The simulator supports only integer computations with maximum word width of 32 bits.
The details of encoding and compression of the instruction memory are not taken into account before the actual generation of the bit image of the instruction memory. This decision was taken to allow simplification in the other parts of the toolset, and to allow easy "exploration" with different encodings and compression algorithms in the bit generation phase.
This implies that every time you see an instruction address in architectural simulation, you are actually seeing an instruction index. That is, instruction addressing (one instruction per instruction memory address) is assumed.
We might change this in the future toolset versions to allow seeing exact instruction memory addresses during simulation, if that is seen as a necessity. Currently it does not seem to be a very important feature.
There is no tool to map data memory accesses in the source code to the actual target's memories. Therefore, you need to have a data memory which provides byte-addressing with 32-bit words. The data will be accessed using operations LDQ, LDH, LDW, STQ, STH, STW, which access the memory in 1 (q), 2 (h), and 4 (w) byte chunks. This should not be a problem, as it is rather easy to implement byte-addressing in case the actual memory is of width of 2's exponent multiple of the byte. The parallel assembler allows any kind of minimum addressable units (MAU) in the load/store units. In that case, LDQ/STQ just access a single MAU, etc. One should keep in mind the 32-bit integer word limitation of simulation. Thus, if the MAU is 32-bits, one cannot use LDH or LDW because they would require 64 and 128 bits, respectively.
The simulator assumes ideal memory model which generates no stalls and returns data for the next instruction. This so called 'Ideal SRAM' model allows modeling all types of memories in the point of view of the programmer. It is up to the load/store unit implementation to generate the lock signals in case the memory model does not match the ideal model.
There are hooks for adding more memory models which generate lock signals in the simulation, but for the v1.0 the simulator does not provide other memory models, and thus does not support lock cycle simulation.
The guard support as specified in the ADF specification [CSJ04] is only partially supported in TCE. `Operators other than logical negation are not supported. That is, supported guards always ``watch'' a single register (FU output or a GPR). In addition, the shipped default scheduling algorithm in compiler backend requires a register guard. Thus, if more exotic guarded execution is required, one has to write the programs in parallel assembly (Section 5.3).
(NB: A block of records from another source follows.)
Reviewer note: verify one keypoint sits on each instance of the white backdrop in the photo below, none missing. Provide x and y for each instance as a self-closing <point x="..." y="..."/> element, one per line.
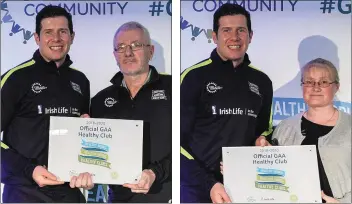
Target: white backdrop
<point x="95" y="23"/>
<point x="287" y="34"/>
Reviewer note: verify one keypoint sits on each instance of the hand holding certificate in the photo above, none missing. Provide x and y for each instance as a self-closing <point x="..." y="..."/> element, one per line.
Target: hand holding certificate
<point x="109" y="149"/>
<point x="271" y="174"/>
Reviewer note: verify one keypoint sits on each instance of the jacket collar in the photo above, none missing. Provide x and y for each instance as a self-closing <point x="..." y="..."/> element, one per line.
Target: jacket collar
<point x="217" y="59"/>
<point x="38" y="58"/>
<point x="153" y="76"/>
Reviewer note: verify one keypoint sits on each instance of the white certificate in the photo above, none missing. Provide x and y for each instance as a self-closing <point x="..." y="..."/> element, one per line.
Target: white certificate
<point x="110" y="149"/>
<point x="278" y="174"/>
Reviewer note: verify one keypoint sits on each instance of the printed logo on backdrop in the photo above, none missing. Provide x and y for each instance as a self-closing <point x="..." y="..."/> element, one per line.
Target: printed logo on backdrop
<point x="286" y="107"/>
<point x="325" y="6"/>
<point x="30" y="9"/>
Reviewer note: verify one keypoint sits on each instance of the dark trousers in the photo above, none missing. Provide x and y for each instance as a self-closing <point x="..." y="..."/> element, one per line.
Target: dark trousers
<point x="48" y="194"/>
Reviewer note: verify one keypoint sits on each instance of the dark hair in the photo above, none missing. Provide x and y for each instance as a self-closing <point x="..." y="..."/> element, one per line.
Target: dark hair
<point x="229" y="10"/>
<point x="49" y="12"/>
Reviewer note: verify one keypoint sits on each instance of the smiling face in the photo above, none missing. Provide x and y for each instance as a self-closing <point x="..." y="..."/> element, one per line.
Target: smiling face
<point x="233" y="37"/>
<point x="55" y="39"/>
<point x="133" y="62"/>
<point x="317" y="96"/>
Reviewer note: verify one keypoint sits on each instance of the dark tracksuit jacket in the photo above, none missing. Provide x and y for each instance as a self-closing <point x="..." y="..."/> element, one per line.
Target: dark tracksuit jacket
<point x="152" y="104"/>
<point x="221" y="106"/>
<point x="30" y="94"/>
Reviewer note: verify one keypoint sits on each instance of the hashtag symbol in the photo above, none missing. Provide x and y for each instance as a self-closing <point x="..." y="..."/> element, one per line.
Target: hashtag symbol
<point x="156" y="8"/>
<point x="327" y="5"/>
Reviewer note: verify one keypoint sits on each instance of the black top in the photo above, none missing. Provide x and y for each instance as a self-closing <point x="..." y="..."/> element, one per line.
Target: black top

Even though supported by the ADF and ProDe, writing of operands after triggering an operation is not supported neither by the compiler nor the simulator. However, setting different latencies for outputs of multi-result operations is supported. For example, using this feature one can have an iterative operation pipeline which computes several results which are ready after the count of stages in an iteration.
TCE uses XML to store data of the architectures and implementation locations (see Section 2.2.1 and Section 2.2.4). The encoding of the XML files must be in 7-bit ascii. If other encodings are used, the result is undefined.
The simulator supports the half (16 bits), single (32 bits) and double (64 bits) precision floating point types. However, at this time only single precision float operations (ADDF, MULF, etc.) are selected automatically when starting from C/C++ code. Currently, the compiler converts doubles to floats to allow compiling and running code with doubles with reduced precision.
Pekka Jääskeläinen 2018-03-12